Anyone have info on the 2014 pasadena police tournament? Tried to search here and on google but it was all old info.


----------



## Freeport Marina (Jun 28, 2013)

Texas Billfish Championship June 25 - June 28
Freeport


----------



## highntight (Jan 24, 2011)

*TKM Memorial Tourney*

3rd Annual Travis Klynt Madden Memorial Scholarsip Tournament
Captain's meeting 7/11/14
Fishing weigh-in 7/12/14
All proceeds to Scholarships and other charitable orgs.
Fish inshore between the mouth of Colorado River to Mesquite Bay
Redfish, Trout, Stringer, Big Fish
Contact: Keith Madden (361)648-4268 or visit:
tkm8forever.com

Last year: 65 teams teams ~$9500 cash and over $12,000 prizes.


----------



## Saltwater Boy(1) (Jan 11, 2013)

The S.A.L.T. Club in Sabine Pass has a memorial day tourney May 24-25 if you would like to add that.


----------



## OneMoreCast (Jan 7, 2014)

Shallowsport Owners Tourney is always the weekend before Memorial Day. This year it falls on May 17th


----------



## tokavi (May 6, 2006)

I wanted to let everyone know that Triangle Tailchasers will be having 5 tournaments this year.
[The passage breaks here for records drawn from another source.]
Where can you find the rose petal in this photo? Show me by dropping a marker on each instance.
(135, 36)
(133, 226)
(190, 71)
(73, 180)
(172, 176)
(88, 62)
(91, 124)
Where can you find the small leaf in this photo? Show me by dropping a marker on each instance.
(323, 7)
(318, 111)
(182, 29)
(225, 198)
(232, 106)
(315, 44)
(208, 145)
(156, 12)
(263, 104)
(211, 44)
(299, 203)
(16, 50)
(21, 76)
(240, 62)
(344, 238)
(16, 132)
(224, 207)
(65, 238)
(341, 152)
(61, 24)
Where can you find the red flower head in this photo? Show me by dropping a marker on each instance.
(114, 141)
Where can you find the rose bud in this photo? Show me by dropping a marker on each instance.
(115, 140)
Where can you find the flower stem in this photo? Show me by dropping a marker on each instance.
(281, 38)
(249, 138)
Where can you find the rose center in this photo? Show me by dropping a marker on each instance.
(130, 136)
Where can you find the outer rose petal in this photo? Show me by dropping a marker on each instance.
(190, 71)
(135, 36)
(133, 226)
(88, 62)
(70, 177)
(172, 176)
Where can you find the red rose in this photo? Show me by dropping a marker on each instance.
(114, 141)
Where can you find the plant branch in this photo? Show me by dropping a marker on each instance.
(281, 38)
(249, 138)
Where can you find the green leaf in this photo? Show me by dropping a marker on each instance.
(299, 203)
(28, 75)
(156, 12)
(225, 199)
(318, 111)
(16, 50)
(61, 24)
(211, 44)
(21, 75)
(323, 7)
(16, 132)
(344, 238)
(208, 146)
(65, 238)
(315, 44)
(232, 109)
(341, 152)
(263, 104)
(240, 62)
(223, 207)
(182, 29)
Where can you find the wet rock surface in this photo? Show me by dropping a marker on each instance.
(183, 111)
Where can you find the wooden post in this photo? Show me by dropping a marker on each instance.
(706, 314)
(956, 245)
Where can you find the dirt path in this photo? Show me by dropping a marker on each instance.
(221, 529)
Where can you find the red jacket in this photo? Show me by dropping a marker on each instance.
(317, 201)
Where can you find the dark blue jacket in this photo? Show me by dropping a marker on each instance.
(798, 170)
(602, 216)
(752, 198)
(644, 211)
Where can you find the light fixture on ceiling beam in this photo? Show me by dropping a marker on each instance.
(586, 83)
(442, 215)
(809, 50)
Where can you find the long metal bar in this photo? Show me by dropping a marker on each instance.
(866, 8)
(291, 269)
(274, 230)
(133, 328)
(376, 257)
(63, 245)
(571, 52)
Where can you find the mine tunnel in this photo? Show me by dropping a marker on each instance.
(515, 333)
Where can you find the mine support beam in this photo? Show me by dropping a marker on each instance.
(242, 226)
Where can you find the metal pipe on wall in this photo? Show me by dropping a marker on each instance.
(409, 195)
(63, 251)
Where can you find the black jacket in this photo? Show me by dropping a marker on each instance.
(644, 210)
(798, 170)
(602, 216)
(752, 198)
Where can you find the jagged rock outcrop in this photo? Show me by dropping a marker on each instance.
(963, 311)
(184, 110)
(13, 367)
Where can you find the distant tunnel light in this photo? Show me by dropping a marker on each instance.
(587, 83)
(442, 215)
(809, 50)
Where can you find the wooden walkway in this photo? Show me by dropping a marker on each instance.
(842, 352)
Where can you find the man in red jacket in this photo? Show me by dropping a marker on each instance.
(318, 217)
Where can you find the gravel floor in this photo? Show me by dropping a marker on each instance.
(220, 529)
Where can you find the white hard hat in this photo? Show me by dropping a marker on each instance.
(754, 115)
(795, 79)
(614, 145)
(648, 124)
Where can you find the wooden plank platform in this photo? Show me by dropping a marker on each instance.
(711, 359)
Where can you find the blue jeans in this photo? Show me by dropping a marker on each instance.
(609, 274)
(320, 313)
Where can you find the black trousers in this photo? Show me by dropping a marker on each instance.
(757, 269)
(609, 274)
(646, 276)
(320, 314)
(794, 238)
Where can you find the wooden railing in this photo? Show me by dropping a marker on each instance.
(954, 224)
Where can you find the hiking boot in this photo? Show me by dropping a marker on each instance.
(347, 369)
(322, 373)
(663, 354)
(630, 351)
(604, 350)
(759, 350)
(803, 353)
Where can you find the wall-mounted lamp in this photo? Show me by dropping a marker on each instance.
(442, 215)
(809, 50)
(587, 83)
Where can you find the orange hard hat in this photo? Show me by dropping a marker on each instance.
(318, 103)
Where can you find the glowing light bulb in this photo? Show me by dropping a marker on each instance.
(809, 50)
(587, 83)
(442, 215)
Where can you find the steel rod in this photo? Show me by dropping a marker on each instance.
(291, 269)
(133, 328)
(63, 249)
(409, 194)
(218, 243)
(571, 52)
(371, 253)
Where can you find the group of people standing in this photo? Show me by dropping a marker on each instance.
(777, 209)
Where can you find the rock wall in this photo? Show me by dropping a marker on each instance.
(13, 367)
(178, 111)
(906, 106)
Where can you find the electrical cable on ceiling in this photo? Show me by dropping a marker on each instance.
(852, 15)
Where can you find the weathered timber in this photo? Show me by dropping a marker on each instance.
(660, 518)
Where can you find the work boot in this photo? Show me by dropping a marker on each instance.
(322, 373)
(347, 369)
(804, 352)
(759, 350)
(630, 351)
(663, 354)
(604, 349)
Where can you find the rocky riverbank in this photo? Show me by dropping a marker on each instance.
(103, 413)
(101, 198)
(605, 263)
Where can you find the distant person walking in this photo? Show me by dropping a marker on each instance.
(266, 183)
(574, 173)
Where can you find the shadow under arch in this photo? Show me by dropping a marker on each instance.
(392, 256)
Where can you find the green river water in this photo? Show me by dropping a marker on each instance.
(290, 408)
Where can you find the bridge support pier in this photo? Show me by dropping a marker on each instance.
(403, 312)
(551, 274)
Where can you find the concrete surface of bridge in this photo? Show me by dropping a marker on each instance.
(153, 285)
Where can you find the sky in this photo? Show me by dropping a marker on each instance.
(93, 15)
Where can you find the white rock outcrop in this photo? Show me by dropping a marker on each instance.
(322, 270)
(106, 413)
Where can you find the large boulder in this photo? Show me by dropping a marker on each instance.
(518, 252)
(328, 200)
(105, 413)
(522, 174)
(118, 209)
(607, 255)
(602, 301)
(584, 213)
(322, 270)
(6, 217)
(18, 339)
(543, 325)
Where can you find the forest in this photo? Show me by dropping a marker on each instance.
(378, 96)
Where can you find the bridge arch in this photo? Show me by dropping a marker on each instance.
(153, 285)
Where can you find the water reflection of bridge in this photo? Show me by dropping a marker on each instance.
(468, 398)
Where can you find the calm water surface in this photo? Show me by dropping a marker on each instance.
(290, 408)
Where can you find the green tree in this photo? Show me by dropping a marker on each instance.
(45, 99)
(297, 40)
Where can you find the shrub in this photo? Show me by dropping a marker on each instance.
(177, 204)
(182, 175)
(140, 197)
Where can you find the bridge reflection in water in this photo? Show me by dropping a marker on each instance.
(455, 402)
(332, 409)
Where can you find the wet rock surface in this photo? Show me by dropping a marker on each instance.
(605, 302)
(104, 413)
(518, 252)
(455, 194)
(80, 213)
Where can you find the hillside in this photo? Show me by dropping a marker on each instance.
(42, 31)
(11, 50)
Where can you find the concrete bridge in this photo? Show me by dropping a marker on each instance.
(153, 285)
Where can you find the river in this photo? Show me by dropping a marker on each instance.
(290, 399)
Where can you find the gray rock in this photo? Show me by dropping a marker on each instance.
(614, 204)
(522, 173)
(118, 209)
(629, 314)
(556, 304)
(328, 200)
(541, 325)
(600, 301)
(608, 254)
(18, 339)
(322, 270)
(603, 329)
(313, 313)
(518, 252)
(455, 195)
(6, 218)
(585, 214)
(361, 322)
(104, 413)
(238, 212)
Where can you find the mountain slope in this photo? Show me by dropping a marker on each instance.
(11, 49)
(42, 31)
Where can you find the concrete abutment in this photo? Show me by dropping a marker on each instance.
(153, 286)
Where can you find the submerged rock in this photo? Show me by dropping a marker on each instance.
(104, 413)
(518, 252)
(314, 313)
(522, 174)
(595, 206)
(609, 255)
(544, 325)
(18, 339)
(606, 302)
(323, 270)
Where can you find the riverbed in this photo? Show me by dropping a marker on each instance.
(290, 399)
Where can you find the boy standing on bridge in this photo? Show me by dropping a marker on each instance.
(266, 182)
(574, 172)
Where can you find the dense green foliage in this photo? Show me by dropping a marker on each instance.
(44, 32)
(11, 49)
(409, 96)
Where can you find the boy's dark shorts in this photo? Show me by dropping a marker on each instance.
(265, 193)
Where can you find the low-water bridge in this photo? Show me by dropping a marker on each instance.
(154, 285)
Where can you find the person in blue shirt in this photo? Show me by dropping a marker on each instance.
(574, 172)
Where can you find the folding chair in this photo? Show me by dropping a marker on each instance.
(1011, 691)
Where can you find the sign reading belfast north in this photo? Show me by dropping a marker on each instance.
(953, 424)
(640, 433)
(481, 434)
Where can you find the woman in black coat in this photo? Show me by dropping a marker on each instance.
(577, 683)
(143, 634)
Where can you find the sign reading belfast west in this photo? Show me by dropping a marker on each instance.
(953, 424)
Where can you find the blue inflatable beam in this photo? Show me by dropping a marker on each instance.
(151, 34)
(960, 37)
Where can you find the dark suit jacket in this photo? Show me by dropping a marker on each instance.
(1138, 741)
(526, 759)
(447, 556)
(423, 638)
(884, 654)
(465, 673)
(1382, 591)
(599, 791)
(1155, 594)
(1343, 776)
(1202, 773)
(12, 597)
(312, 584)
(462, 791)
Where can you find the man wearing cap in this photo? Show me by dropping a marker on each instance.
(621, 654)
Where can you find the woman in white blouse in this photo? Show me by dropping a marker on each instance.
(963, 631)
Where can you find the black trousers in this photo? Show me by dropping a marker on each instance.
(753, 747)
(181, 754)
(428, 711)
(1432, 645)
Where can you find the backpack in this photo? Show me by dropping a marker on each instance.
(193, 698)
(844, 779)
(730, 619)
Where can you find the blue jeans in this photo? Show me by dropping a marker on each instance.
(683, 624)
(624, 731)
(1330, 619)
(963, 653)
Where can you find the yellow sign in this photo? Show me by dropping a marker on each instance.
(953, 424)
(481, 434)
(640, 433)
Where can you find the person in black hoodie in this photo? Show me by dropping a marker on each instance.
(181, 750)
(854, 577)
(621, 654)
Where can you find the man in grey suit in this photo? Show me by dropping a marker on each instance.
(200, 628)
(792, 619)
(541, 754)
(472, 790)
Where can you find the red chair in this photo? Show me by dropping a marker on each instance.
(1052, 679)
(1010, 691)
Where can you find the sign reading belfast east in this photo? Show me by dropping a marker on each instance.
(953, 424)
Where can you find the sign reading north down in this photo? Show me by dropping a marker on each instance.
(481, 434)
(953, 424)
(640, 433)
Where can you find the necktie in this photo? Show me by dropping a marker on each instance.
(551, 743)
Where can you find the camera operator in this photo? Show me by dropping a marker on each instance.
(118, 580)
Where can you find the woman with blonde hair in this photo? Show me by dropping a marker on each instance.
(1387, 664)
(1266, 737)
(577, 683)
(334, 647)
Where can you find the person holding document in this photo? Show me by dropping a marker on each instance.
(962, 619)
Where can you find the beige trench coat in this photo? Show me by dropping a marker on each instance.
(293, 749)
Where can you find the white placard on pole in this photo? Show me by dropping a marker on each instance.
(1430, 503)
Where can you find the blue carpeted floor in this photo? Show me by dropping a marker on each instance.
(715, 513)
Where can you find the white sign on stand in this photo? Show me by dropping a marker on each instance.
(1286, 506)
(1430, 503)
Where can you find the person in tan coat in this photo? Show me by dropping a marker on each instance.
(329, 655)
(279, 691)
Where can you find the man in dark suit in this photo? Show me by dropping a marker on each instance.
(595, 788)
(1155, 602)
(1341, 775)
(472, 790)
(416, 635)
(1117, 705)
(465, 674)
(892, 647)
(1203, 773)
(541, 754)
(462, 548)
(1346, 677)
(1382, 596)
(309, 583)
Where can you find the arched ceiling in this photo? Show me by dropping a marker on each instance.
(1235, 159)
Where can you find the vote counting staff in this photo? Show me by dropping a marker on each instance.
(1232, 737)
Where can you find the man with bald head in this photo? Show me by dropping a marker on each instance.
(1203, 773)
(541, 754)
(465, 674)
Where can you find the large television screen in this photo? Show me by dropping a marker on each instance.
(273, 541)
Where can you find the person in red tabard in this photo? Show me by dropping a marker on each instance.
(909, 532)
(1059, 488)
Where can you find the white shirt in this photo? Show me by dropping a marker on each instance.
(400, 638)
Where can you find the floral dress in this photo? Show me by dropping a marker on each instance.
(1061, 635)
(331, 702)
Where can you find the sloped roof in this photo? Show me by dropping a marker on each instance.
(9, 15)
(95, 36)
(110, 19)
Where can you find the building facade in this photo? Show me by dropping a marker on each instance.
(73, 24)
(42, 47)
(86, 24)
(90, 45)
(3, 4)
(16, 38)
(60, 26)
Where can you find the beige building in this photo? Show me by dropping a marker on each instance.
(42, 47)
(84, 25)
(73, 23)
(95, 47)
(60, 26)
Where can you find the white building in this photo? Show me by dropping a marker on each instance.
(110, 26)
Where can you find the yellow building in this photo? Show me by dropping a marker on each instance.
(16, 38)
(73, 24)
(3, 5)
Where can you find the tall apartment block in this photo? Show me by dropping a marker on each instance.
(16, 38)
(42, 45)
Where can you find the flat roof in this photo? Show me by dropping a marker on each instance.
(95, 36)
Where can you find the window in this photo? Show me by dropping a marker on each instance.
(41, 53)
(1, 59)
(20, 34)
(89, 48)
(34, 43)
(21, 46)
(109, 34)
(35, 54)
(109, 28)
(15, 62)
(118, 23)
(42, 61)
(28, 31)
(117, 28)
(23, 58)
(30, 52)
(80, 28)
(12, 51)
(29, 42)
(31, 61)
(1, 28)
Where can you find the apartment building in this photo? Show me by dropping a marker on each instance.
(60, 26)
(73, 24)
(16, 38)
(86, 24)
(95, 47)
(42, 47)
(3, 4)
Our format has changed to a 3 redfish bag in all tourneys with a 90% payback. You can see all the info on our club on our Facebook page.
Tourney dates are as follows:
March 29
April 26
May 21
June 19
July 16

Hope to see some of the Houston/Galveston guys over here in Sabine.


----------



## onyourlimit (Jun 30, 2006)

The 42nd Annual Hall of Fame is May 24th through June 1st at the Galveston Yacht Basin. Info is here http://www.setsfa.com/Hall_Of_Fame_2013.php


----------



## Flash1 (Jul 10, 2009)

tokavi said:


> I wanted to let everyone know that Triangle Tailchasers will be having 5 tournaments this year. Our format has changed to a 3 redfish bag in all tourneys with a 90% payback. You can see all the info on our club on our Facebook page.
> Tourney dates are as follows:
> March 29
> April 26
> ...


Correction on this one...

March 29th
April 26th
June 21st
July 19th
August 16th

All information is now on our Triangle Tail Chasers Facebook page


----------



## tokavi (May 6, 2006)

Flash1 said:


> Correction on this one...
> 
> March 29th
> April 26th
> ...


Thanks for the correction. Sorry I messed up the dates.


----------



## whos your daddy (Jun 2, 2004)

*Offshore Tournaments*

Here are some to add:


----------



## JamieMajekEubanks (Jun 24, 2013)

Majek Owner's Tournament is August 8 & 9th at Robert's Point Park in Port A! 
Always the 2nd weekend of August! 
www.majekownerstournament.com

Thanks!


----------